The old men laughed much at this search for the symbol of the Sun Father along the waters of the Mischipi, and commended the wise men of Ci-cu-ye who had the foresight to plan the romance, and to send the slave to lead the adventurers to the land of false dreams.
It was bad, however, that the strangers had not lost themselves in the prairies, or were not killed by the fierce tribes of the north:--it was bad that they came back to the villages of the P[=o]-s[=o]n-ge river.
Then the boy told of the final despair of the conquerors, and their disheartened retreat to the land of the south. For two years they had terrorized the people of the land--worse enemies than the Navahu or the Comanche or the Apache fighter, then when they had made ruins where towns and gardens had been, they said it was all of no use since the yellow metal was not found in the ground.
"Did the wise men of iron not know that where the yellow metal is in the earth, that there is ever the symbol of the Sun Father, and that it must be a thing sacred and a hidden place for prayer?"
"They did not know that:--no man told them."
K[=a]-ye-fah, the ancient Ruler blew smoke from his pipe to the four ways, and spoke.
"Yet among the men they burned to ashes in the village square were many who could have told them that, and three who could have told them where such prayer places were hidden! It is well, my children, that they did die, and not tell that which the Sun Father has hidden for his own people:--it is well!"
"It is well!" echoed the others of the council.
"We all die when the day or the night comes,"--continued the old man.
"It is well that we die in bravery for the sake of the others who have to live and walk the earth path. It is well that we have strong hearts to think about. One day I shall go in the ground with my fathers; I am old, and the trail has been long, and in my old days the sunlight has been covered for me."

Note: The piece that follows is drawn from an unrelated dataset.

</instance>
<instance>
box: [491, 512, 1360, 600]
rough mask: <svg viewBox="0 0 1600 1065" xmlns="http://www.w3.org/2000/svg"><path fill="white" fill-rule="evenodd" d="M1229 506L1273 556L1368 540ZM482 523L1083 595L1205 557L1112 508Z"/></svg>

Tahn-te did not know what he meant, but the other men bent their heads in sympathy.
"It is twice four moons since my child K[=a]-ye-povi was carried away in the darkness when we fought the Navahu in the hunting grounds to the west,"--he continued. "No one has found her--no trader has brought her back. When a woman, she will not know her own people, or our own speech. I think of that, and grow weak. Our people have never been slaves--yet she will be a slave for our enemy the Navahu! So it is that I grow old more quick, and the time may come soon to sleep on our Mother--the Earth."